Run the cell below to generate the summary table with all measured values.

In [None]:
print("="*90)
print("SUMMARY TABLE")
print("="*90)
print(f"{'K':>3} | {'Eff. Batch':>10} | {'Total U':>8} | {'Micro-Iter (ms)':>15} | {'Update Time (s)':>15} | {'Test Acc (%)':>12}")
print("-"*90)
for K in K_values:
    U = NUM_EPOCHS * (TRAIN_SIZE // (64 * K))
    print(f"{K:>3} | {64*K:>10} | {U:>8} | {micro_iter_times[K]:>15.2f} | {update_times[K]:>15.4f} | {final_test_accs[K]:>12.2f}")
print("="*90)

---
## Part 4: Connection to Real Synchronous SGD [3 points]

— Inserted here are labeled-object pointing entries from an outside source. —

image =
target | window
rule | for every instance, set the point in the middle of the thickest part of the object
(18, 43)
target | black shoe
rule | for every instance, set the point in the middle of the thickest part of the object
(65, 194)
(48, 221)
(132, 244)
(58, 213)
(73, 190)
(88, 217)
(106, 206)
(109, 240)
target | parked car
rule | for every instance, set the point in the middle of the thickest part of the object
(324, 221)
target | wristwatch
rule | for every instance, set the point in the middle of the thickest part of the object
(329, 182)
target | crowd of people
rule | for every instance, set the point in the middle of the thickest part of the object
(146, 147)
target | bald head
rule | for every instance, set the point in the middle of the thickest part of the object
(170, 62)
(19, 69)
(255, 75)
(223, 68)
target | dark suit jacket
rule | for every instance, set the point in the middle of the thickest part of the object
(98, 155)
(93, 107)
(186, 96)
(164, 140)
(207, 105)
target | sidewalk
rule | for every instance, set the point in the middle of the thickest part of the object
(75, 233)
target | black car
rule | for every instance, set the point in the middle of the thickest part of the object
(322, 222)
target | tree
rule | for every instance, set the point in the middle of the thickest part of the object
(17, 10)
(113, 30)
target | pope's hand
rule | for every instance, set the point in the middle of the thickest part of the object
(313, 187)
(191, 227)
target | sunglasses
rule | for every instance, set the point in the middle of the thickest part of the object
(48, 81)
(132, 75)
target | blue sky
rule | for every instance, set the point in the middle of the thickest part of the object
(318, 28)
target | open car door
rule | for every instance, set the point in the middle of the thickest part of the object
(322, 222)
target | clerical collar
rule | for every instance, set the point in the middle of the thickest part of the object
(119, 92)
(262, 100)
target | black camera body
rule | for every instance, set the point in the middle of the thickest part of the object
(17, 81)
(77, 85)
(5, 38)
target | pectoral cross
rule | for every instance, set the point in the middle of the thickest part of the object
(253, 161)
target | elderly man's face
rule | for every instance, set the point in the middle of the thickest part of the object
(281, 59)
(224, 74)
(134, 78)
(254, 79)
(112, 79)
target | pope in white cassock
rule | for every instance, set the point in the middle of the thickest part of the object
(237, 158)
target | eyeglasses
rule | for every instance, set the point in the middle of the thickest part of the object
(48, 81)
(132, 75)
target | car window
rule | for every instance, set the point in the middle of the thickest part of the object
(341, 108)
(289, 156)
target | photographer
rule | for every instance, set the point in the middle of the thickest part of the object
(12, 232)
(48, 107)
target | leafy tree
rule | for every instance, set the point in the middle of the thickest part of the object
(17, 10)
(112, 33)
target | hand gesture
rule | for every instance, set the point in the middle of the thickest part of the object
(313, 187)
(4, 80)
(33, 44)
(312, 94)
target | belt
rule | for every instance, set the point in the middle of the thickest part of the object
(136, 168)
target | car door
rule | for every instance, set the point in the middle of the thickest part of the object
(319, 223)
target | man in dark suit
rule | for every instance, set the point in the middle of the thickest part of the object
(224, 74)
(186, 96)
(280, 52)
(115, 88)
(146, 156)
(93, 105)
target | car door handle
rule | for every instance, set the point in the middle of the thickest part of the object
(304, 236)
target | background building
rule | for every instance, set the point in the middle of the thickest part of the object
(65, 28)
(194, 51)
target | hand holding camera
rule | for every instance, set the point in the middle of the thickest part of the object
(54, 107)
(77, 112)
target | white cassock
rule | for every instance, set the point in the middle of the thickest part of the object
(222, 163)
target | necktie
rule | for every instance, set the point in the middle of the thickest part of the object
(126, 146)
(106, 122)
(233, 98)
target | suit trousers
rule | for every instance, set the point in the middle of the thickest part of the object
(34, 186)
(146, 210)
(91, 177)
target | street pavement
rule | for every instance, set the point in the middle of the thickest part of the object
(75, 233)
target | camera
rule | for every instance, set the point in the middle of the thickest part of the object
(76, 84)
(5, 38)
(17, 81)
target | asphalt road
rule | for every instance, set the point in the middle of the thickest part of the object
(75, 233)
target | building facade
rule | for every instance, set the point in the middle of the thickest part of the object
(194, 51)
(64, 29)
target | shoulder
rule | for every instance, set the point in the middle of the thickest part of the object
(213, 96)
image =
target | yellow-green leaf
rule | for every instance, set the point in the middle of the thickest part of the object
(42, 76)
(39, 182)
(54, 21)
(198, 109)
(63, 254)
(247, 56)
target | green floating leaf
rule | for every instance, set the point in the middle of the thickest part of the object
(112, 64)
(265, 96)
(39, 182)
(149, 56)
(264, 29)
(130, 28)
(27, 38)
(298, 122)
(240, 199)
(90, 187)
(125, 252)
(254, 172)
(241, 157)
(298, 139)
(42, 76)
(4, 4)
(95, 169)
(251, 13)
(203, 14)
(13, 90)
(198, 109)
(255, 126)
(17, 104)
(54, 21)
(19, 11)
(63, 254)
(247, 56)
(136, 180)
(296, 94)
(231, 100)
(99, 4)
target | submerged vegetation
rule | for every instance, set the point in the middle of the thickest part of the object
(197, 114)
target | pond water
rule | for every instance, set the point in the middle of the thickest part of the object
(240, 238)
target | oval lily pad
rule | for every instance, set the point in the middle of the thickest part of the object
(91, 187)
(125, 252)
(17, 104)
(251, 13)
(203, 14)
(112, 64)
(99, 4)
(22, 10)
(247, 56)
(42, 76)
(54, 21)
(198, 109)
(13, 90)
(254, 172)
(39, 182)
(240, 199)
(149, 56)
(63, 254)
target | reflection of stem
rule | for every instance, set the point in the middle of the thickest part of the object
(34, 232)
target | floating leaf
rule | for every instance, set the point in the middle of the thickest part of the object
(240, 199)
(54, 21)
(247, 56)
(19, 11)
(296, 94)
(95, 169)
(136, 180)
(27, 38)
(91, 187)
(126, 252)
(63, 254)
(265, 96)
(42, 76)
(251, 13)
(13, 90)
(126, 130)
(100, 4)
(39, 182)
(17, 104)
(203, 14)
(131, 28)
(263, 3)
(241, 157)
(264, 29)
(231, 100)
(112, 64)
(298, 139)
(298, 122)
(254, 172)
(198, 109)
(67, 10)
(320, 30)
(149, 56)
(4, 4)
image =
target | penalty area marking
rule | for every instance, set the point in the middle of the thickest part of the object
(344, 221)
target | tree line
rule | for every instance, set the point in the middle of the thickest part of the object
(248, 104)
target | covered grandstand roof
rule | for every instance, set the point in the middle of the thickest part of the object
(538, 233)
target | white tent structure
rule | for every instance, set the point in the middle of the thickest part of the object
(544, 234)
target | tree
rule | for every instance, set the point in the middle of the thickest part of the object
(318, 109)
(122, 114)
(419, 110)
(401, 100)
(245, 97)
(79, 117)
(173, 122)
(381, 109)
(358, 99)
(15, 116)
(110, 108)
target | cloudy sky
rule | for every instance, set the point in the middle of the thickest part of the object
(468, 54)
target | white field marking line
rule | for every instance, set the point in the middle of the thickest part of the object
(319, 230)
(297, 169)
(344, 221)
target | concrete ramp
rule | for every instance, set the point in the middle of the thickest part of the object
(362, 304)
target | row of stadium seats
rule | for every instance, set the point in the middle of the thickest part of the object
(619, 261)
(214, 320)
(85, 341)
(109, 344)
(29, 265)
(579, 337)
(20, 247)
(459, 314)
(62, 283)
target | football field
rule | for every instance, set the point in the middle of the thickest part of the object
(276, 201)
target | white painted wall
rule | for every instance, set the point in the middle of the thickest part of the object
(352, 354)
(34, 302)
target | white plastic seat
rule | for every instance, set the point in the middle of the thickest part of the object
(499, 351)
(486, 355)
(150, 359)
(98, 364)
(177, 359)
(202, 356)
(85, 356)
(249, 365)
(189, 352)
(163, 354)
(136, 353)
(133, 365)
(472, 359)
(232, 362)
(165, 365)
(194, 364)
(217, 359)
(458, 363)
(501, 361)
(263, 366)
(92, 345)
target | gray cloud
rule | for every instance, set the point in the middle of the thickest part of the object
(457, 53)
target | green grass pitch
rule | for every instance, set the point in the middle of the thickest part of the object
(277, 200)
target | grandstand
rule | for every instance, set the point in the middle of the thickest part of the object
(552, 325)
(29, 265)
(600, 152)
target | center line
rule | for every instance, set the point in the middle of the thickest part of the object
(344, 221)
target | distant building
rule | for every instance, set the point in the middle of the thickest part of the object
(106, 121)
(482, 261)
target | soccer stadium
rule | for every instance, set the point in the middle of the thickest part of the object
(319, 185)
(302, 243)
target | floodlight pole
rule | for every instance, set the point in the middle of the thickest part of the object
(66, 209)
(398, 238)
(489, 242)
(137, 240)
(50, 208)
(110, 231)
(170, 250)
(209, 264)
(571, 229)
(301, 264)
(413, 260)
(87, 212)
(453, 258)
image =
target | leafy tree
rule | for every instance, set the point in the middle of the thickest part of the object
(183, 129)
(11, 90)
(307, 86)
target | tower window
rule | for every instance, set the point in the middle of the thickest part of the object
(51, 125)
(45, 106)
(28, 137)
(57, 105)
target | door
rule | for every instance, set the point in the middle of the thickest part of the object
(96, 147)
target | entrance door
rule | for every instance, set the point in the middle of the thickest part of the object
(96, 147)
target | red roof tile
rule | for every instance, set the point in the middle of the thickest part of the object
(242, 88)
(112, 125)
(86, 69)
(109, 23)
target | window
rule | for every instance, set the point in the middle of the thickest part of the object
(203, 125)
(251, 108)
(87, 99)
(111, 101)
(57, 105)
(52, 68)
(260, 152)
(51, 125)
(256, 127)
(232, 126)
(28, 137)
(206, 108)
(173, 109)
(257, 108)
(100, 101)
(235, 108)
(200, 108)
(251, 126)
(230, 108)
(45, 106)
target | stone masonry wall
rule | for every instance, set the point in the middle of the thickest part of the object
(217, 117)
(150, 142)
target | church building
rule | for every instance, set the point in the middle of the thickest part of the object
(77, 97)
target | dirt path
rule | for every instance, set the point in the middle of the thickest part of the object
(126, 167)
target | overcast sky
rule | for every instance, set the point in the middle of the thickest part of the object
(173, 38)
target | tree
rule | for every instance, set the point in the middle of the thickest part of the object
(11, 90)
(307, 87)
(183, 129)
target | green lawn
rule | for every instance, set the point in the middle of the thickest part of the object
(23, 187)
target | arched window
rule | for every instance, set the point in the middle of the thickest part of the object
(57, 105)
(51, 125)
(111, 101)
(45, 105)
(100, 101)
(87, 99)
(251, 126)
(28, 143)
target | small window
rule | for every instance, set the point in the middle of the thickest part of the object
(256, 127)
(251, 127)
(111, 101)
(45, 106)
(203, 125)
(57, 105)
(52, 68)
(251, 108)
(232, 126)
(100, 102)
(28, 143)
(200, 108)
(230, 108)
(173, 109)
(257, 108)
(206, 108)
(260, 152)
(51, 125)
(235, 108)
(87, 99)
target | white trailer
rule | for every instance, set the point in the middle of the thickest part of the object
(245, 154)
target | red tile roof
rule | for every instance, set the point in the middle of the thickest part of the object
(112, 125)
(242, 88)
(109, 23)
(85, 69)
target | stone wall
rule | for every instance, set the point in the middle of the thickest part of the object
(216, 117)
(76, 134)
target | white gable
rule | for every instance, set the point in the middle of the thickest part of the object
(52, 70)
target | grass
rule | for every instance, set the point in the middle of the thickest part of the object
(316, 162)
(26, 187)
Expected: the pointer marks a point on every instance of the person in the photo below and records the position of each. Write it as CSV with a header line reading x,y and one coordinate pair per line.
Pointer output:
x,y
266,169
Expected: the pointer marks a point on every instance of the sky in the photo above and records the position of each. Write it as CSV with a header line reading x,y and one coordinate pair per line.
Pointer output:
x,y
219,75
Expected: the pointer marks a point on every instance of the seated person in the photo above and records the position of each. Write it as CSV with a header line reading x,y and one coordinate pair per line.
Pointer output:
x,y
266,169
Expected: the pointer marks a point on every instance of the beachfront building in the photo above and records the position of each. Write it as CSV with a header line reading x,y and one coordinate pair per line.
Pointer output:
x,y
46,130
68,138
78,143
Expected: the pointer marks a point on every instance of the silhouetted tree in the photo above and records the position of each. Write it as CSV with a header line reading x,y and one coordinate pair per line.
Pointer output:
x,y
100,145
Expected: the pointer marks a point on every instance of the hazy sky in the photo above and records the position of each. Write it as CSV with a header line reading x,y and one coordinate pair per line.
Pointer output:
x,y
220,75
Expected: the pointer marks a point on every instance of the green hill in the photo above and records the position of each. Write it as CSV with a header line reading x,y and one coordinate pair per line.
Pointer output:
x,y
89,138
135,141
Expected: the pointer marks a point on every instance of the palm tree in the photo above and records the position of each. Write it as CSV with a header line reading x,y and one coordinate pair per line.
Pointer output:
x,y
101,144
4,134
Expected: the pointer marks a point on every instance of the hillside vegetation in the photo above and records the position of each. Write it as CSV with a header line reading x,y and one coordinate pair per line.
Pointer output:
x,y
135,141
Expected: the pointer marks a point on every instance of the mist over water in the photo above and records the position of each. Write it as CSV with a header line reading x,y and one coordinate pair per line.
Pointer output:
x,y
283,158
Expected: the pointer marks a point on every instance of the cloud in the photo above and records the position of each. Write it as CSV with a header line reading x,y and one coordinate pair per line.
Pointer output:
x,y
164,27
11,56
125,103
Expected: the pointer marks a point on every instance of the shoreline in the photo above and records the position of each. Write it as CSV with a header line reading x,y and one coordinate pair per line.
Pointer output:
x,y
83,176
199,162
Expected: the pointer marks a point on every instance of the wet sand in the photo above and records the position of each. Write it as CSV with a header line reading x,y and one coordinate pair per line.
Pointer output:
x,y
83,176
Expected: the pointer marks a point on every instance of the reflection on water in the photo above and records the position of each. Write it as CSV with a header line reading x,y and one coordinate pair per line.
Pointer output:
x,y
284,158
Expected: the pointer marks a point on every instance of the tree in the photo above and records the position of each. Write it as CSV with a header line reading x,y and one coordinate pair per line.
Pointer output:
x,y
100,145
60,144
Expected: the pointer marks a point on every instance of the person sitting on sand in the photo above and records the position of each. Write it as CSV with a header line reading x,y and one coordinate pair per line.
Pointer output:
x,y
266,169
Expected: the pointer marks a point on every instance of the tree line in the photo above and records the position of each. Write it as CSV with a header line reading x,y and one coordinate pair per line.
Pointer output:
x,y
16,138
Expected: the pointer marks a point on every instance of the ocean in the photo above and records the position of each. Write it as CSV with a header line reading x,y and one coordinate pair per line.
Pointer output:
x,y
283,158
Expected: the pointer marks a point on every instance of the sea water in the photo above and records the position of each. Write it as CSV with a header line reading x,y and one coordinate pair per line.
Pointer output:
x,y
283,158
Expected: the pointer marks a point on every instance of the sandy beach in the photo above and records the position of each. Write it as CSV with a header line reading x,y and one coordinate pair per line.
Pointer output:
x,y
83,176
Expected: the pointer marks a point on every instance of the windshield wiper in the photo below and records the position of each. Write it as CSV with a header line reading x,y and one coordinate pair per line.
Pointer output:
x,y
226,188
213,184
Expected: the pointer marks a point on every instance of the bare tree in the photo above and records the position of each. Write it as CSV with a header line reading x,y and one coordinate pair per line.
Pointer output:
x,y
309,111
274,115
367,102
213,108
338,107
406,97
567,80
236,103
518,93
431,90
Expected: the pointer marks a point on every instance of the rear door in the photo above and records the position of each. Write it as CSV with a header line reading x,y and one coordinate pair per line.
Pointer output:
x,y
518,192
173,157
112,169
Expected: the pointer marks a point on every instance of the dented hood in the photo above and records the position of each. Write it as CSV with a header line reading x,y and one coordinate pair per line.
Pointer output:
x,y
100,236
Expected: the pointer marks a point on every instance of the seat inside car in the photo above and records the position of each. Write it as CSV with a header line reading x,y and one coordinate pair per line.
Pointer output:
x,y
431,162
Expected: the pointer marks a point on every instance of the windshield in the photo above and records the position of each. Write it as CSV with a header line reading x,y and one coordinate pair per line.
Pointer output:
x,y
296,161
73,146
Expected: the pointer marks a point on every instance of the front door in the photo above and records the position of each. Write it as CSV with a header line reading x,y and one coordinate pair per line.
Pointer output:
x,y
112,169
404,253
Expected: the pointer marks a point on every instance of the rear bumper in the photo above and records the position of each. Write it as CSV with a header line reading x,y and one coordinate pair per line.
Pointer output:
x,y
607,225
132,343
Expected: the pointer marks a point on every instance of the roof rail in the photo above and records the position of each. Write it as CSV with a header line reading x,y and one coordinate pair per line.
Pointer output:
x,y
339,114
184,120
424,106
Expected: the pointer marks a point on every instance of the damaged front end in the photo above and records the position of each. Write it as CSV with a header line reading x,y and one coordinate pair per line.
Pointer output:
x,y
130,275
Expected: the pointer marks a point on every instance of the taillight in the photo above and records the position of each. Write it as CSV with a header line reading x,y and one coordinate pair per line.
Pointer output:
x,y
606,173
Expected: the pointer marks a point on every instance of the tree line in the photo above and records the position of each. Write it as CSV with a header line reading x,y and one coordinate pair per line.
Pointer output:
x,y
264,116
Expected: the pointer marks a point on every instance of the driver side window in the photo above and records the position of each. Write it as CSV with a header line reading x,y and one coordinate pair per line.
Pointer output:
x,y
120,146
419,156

Answer the following questions in the cells below.

### Q4a: Which aspects of synchronous SGD are captured by gradient accumulation?

*Your answer here:*

### Q4b: Which system-level effects are missing?

*Your answer here:*

### Q4c: In real multi-GPU synchronous SGD, how would the missing effects change iteration time, scaling efficiency, and the optimal number of workers?

*Your answer here:*

---
## Notes

- The goal is to observe trends; minor differences across A100 vs. L4 are expected.
- All configurations train for E=5 epochs (51,200 images). The number of optimizer updates varies by K.
- Do not modify the dataset subsets, model, or hyperparameters.
- Keep your code deterministic where possible (random seeds are set above).